I can't say that I have read every page yet but I've read a large chunk and I use it continually as a reference. I plan to seek out the many, many apples I have never heard of or tried that are listed here.

The included photos are lovely, the descriptions vivid and completely on the nose as far as taste and character. ( )
  hmonkeyreads | Jan 25, 2024 |
I read the intro and skimmed the apple descriptions. If you love apples like I do, this is fun. ( )
  LibrarianDest | Jan 3, 2024 |
Apples of Uncommon Character is a different kind of food book, part history, part field guide, part cookbook, and part coffee table folio, with beautiful, lucid photographs by Clare Barboza. Mainly, it’s a field guide, but not a comprehensive one. The apples within it, a mix of heirlooms, oddities, rarities, and new creations, are not meant to be all there ever were, just ones the author considers outstanding examples of taste, use, and creation. There’s a fair bit of history as well. I never knew that apples originated in Central Asia, in Kazakhstan, in the Tian Shan Mountains and were distributed to the west along the Silk Road. I also learned that apple trees do not breed true to seed. Apples have a very complicated and robust genome and, depending on their parents, vary wildly in fruit size, taste, shape, color, texture, time of fruiting, and keeping qualities. Thus, cultivated apple trees are all clones of the master type, branches cut from the parent tree grafted onto donor rootstock.

The book was also a walk through the past for me, as it listed some of the favorites I grew up eating on the East Coast: Winesap, Jonathan, Spy. My mother would take me to the local farmers market on Sunday afternoons and I was given the liberty to pick whatever apple basket caught my fancy. Many times it was the Jonathan, which I liked because of its round shape and red color… so bright the pigment sometimes bled into the snowy white flesh. I also liked McIntosh, and another type, Gravenstein I think it was, so huge it completely filled up my child’s hand like an oversized baseball. I never picked the Golden Delicious, I didn’t like it, or the Red Delicious, which receives a well-deserved drubbing in the book for its lack of taste.

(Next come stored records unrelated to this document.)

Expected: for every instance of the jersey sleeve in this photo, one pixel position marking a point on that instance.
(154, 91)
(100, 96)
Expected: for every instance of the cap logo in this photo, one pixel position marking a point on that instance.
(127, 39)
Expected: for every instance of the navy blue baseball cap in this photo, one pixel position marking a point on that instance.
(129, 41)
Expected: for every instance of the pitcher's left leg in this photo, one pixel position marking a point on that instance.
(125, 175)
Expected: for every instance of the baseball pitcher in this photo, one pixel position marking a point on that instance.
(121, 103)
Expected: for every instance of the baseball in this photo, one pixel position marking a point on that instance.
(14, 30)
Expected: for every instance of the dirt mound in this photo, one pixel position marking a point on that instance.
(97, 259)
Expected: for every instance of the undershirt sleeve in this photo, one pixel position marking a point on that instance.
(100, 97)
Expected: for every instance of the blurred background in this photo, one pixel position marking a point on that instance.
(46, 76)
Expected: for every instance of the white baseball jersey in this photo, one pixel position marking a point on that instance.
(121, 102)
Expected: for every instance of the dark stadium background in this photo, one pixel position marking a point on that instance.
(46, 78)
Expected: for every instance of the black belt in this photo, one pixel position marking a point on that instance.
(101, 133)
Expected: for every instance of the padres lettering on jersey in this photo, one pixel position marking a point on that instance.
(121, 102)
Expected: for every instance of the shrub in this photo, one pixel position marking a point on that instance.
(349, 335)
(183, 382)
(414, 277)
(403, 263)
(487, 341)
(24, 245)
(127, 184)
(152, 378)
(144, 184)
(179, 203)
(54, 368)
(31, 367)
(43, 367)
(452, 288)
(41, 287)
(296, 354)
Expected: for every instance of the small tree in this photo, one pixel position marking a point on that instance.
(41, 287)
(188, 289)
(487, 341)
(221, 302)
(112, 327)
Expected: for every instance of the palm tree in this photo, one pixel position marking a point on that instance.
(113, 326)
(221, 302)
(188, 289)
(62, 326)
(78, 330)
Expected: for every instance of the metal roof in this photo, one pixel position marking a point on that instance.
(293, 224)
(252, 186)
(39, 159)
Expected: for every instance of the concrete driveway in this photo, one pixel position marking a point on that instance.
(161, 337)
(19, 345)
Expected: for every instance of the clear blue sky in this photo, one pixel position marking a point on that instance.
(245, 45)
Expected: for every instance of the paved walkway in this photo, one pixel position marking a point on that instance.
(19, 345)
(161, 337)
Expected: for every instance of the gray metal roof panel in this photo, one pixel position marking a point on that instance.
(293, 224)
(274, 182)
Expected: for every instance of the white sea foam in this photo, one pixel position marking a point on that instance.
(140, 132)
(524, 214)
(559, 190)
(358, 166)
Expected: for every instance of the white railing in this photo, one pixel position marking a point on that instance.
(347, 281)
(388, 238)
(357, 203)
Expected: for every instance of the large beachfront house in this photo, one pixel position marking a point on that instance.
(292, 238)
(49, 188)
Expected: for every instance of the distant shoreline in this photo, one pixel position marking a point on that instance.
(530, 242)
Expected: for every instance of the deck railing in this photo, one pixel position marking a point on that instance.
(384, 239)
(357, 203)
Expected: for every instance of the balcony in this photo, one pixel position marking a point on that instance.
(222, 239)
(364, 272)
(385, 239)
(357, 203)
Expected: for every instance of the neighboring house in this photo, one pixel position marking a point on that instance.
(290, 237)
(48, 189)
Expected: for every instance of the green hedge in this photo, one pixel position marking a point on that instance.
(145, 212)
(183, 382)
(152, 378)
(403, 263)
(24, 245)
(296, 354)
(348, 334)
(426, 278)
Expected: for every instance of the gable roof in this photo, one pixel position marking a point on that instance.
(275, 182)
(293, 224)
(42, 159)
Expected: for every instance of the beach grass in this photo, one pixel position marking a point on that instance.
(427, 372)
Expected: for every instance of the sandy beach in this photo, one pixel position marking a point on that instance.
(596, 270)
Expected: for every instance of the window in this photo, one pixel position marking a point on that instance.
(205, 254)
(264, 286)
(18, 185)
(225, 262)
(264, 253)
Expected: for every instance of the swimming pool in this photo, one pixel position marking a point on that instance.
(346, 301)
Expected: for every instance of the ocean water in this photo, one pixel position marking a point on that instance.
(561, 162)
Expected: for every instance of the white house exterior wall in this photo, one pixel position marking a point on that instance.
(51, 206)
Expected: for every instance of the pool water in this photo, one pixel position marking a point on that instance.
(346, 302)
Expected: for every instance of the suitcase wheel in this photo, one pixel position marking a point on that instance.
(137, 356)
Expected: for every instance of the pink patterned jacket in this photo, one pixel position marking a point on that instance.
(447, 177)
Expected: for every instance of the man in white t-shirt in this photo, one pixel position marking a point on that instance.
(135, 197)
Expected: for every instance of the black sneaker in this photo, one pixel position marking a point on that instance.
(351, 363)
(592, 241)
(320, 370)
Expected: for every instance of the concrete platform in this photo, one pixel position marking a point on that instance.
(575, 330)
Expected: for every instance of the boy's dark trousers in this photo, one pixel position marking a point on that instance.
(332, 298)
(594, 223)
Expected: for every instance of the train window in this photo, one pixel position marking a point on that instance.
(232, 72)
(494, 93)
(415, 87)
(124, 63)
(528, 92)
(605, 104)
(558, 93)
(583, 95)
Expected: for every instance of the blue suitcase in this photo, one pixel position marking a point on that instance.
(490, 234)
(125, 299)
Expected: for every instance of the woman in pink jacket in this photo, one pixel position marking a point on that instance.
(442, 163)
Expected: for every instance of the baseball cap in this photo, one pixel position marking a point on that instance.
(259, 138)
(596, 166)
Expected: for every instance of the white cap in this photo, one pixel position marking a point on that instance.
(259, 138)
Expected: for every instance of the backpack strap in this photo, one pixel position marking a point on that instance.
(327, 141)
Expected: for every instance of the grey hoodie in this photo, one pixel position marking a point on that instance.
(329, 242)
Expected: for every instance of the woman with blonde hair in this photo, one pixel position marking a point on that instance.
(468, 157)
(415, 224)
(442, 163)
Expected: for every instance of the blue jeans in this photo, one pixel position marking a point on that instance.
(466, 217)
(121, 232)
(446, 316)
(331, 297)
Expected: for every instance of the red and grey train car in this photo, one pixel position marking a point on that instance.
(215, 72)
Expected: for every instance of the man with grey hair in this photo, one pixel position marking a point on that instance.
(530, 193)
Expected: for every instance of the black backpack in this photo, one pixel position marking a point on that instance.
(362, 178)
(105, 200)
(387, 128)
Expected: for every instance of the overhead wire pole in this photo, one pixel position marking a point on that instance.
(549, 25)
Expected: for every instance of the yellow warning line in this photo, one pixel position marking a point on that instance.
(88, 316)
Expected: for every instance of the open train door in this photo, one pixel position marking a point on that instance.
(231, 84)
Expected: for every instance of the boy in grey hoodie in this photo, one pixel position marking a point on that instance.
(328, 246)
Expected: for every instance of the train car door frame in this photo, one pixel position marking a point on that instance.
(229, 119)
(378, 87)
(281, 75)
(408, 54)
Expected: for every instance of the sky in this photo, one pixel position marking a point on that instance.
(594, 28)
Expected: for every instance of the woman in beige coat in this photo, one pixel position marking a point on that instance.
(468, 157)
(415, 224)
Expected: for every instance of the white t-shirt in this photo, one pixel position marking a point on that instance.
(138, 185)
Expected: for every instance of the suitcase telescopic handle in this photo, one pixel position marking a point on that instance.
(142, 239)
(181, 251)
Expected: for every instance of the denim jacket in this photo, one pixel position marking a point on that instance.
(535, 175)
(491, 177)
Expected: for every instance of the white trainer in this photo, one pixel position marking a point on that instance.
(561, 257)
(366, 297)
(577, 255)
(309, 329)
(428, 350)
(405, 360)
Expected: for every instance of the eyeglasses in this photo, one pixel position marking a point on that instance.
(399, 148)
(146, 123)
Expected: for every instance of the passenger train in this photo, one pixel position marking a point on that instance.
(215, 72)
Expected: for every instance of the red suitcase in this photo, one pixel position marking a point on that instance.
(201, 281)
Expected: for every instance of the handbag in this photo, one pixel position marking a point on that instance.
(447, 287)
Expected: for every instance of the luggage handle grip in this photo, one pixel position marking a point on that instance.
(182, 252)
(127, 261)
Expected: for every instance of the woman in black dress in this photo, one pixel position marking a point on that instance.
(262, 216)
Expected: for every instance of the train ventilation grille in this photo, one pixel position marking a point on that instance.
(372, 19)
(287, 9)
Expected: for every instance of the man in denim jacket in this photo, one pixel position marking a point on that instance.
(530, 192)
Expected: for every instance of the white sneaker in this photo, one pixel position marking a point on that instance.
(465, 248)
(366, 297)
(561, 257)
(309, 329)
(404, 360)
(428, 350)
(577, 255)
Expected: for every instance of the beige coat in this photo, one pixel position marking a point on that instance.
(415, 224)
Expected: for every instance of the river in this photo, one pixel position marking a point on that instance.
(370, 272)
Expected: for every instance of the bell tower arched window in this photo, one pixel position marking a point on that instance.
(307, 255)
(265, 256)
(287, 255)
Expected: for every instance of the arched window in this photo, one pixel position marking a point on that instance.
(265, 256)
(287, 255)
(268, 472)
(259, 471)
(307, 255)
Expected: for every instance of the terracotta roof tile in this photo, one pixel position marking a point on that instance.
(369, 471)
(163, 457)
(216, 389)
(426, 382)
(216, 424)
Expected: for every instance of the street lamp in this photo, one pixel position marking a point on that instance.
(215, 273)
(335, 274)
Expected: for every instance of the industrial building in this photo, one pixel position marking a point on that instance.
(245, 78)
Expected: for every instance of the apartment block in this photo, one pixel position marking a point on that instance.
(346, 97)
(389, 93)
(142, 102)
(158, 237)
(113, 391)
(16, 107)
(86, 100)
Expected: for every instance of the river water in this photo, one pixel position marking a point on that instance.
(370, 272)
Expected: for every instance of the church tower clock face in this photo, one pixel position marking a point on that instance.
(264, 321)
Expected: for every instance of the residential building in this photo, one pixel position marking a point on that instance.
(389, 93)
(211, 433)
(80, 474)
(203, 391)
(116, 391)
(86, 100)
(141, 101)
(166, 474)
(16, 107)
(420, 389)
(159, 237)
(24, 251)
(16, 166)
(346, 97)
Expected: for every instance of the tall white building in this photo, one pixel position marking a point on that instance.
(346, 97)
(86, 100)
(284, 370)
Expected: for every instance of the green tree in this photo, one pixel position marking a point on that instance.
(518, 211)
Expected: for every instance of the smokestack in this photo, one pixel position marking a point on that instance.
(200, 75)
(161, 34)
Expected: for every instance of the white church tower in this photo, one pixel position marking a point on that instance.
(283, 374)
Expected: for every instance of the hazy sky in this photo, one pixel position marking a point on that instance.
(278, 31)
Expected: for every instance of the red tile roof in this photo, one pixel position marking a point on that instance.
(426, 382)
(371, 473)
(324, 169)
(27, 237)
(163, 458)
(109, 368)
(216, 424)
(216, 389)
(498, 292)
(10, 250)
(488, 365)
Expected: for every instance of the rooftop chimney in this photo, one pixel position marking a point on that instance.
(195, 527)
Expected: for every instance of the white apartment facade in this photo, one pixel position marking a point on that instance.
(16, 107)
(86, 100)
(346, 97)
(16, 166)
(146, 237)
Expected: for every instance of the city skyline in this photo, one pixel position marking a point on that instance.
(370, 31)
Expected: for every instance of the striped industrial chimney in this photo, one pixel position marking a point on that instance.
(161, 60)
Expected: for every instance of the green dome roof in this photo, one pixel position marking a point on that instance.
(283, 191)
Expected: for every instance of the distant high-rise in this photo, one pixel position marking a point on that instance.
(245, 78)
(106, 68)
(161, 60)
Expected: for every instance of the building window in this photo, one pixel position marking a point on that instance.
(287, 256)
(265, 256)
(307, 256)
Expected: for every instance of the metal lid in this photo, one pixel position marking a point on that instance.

Other apples I remember from upstate New York: Cortland and Empire with their ciderlike taste. As it turns out, unknown to me both Geneva and Ithaca have long been hotbeds of apple research and development.

The apples are divided by the author into summer-fruiting, dessert (eating out of hand types), baking, keeper (apples which will keep well over the winter in a farmstead’s root cellar) and cider brewing types. This was a revelation for me also, as I always thought an apple was just an apple. But the mix of starches and sugars in an apple’s flesh, as well as the thickness of its skin, is what delineates its commercial use. Some span several categories. The author gives marketing information about each apple, like where it was grown and for what market, and how popular it became.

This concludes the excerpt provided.